2.1. Preferably short-bevel, 20- to 25-gauge needles with length from 5/8 to 1½ inch, (depending on sampling site) are acceptable for arterial puncture (1). 2.2. Smaller gauge needs (e.g., 25 gauge) may require gentle aspiration (4). 3. Anticoagulant 3.1. The choice and type of heparin depends on the specific analytes to be measured and the method analysis (1). 4. Antiseptic supplies (e.g. isopropanol sponges) are required for cleansing the puncture site (1). 5. Specimen label adequate for unique specimen identification (1) 6. Sterile gauze pads (1) 7. Engineered sharps: equipment with engineered sharps injury protections that allow for one-handed removal of the needle, or other suitable capping device for the blood specimen syringe or collection device (1) 8. Coolant (e.g., container of ice water or other coolant capable of maintaining a temperature of 1 to 5° C and large enough to allow for immersion of the barrel of the syringe or collection device if the specimen is not expected to be analyzed within 30 minutes [1]) 9. Disposal container: a puncture-resistant disposal container in which to place used needles and syringes (1) 10. Barrier protection: standard precautions need to be diligently followed to protect the health practitioner from biohazard infections. These Standard Precautions are accepted standards that are dictated by the Occupational Safety and Health Administration (OSHA), the Centers for Disease Control and Prevention (CDC), and all organizations that oversee best practices for laboratory safety. Standards include: hand washing, donning barrier protective clothing (e.g., gloves at minimum), and the avoidance of recapping needles.

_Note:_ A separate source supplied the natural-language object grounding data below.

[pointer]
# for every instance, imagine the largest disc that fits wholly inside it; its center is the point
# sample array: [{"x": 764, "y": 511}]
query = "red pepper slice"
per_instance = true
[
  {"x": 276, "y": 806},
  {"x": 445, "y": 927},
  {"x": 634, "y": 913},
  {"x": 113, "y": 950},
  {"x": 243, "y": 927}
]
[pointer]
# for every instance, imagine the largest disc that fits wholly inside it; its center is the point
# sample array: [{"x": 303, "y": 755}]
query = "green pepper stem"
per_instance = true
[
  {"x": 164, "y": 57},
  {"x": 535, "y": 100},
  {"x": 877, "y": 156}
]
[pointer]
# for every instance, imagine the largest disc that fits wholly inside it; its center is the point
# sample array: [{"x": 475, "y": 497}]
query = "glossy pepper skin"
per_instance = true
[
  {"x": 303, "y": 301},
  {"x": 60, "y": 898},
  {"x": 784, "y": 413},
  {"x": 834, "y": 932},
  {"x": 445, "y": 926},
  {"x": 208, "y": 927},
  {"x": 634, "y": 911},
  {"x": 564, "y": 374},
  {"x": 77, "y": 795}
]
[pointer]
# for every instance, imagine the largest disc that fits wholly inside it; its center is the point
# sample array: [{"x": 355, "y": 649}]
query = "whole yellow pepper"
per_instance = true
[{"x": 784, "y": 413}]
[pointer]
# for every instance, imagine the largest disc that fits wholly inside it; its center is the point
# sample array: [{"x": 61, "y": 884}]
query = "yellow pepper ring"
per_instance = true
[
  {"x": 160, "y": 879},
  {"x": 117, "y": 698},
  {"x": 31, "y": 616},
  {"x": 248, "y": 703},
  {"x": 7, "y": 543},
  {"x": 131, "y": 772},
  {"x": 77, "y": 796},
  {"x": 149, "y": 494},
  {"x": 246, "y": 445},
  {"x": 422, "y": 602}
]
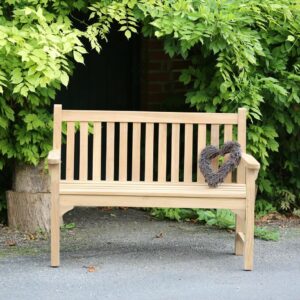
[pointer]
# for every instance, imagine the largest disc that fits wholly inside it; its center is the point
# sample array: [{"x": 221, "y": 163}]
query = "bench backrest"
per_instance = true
[{"x": 143, "y": 146}]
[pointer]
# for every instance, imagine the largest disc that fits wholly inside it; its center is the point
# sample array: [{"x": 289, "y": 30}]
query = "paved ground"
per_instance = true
[{"x": 126, "y": 255}]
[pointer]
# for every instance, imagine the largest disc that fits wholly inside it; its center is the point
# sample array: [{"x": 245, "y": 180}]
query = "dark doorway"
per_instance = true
[{"x": 109, "y": 80}]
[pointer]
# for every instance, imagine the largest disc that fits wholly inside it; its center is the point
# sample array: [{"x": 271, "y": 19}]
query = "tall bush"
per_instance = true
[{"x": 243, "y": 53}]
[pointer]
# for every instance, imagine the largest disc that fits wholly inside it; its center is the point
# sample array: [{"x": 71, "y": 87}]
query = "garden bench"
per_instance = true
[{"x": 148, "y": 159}]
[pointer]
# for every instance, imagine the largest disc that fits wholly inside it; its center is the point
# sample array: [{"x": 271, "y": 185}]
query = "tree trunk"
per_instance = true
[{"x": 29, "y": 202}]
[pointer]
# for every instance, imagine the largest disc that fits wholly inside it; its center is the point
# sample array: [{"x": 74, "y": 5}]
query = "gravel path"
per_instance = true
[{"x": 124, "y": 254}]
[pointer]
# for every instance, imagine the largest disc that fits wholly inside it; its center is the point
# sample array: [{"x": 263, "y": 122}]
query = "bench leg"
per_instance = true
[
  {"x": 239, "y": 228},
  {"x": 249, "y": 224},
  {"x": 55, "y": 218}
]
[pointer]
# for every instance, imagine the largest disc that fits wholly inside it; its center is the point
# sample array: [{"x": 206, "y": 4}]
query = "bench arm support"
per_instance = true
[{"x": 54, "y": 157}]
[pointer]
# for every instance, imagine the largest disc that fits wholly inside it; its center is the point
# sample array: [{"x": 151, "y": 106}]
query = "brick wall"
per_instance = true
[{"x": 160, "y": 88}]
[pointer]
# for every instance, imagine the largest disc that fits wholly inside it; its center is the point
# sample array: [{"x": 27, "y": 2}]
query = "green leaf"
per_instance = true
[{"x": 78, "y": 57}]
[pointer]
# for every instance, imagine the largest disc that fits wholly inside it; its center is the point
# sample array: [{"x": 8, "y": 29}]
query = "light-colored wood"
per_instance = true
[
  {"x": 251, "y": 176},
  {"x": 215, "y": 140},
  {"x": 149, "y": 152},
  {"x": 201, "y": 146},
  {"x": 136, "y": 151},
  {"x": 55, "y": 215},
  {"x": 188, "y": 153},
  {"x": 123, "y": 151},
  {"x": 241, "y": 236},
  {"x": 70, "y": 150},
  {"x": 162, "y": 152},
  {"x": 65, "y": 194},
  {"x": 149, "y": 117},
  {"x": 155, "y": 189},
  {"x": 175, "y": 152},
  {"x": 151, "y": 201},
  {"x": 242, "y": 119},
  {"x": 227, "y": 138},
  {"x": 239, "y": 227},
  {"x": 97, "y": 137},
  {"x": 57, "y": 120},
  {"x": 83, "y": 152},
  {"x": 110, "y": 150}
]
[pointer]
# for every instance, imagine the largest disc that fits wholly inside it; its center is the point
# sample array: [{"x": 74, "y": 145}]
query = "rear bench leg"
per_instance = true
[
  {"x": 249, "y": 223},
  {"x": 239, "y": 232},
  {"x": 55, "y": 217}
]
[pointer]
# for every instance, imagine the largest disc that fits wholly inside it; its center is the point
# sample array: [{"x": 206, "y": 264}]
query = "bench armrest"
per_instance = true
[
  {"x": 250, "y": 161},
  {"x": 54, "y": 157}
]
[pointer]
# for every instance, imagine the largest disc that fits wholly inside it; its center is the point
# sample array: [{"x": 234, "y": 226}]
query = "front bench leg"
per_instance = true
[{"x": 55, "y": 216}]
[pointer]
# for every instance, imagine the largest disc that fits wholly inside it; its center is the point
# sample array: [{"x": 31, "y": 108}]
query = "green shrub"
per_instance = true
[{"x": 243, "y": 53}]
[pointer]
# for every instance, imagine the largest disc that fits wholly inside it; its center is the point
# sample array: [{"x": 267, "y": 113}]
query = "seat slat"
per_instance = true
[
  {"x": 188, "y": 152},
  {"x": 175, "y": 153},
  {"x": 70, "y": 150},
  {"x": 154, "y": 189},
  {"x": 83, "y": 156},
  {"x": 149, "y": 152},
  {"x": 123, "y": 151},
  {"x": 136, "y": 151},
  {"x": 97, "y": 151},
  {"x": 162, "y": 152},
  {"x": 110, "y": 150}
]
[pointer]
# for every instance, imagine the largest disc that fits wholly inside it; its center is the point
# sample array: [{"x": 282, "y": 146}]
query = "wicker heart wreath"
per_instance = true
[{"x": 210, "y": 152}]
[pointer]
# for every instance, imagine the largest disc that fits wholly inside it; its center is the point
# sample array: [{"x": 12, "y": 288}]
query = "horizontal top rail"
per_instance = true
[{"x": 149, "y": 117}]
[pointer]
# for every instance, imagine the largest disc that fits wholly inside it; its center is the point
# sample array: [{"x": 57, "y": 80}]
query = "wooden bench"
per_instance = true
[{"x": 148, "y": 159}]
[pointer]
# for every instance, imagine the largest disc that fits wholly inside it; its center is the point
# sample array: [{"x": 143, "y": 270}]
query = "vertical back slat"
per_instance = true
[
  {"x": 188, "y": 152},
  {"x": 175, "y": 152},
  {"x": 110, "y": 150},
  {"x": 201, "y": 146},
  {"x": 70, "y": 150},
  {"x": 136, "y": 151},
  {"x": 123, "y": 151},
  {"x": 214, "y": 140},
  {"x": 227, "y": 138},
  {"x": 149, "y": 152},
  {"x": 162, "y": 152},
  {"x": 97, "y": 151},
  {"x": 83, "y": 157},
  {"x": 57, "y": 116},
  {"x": 242, "y": 119}
]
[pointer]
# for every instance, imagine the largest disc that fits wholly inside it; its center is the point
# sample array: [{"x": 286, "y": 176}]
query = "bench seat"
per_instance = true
[{"x": 141, "y": 194}]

Patient Preparation 1. Identify the patient using institutionally-approved process. 2. Validate the physician’s order. 2.1. Confirm absence of allergy to antiseptic (1). 3. Verify that any supplemental oxygen (O 2

) has been stable for ≥ 15 minutes prior to sampling.

4. Assess and verify stability of patient conditions which may influence results (e.g., body temperature, respiratory rate, ventilator settings, supplemental O 2 ). 5. Assess the patient for physical and developmental status to determine if special arrangements are required. If there is a language barrier, an interpreter is to be utilized. 6. Explain the procedure to the patient, answering any questions and attempting to allay any fears. 7. The patient may be either seated or supine for radial or brachial punctures. 8. Perform a modified Allen test to confirm presence or absence of radial artery occlusion. 8.1. The Allen test was originally described in 1929 for confirming the presence of radial artery occlusion (5). The modified Allen test is now used to assess collateral circulation to the hand (4). 8.2. Modified Allen test: ask patient to close fist tightly to force most of the blood from the hand. Apply pressure at wrist to compress and obstruct radial and ulnar arteries. Ask patient to unclench fist and then remove pressure from only the ulnar artery. Observe the inside of the palm for flushing of palm, fingers, and thumb for 15 seconds. Flushing within 15 seconds indicates a positive modified Allen test. Negative results must prompt assessment of alternative sites.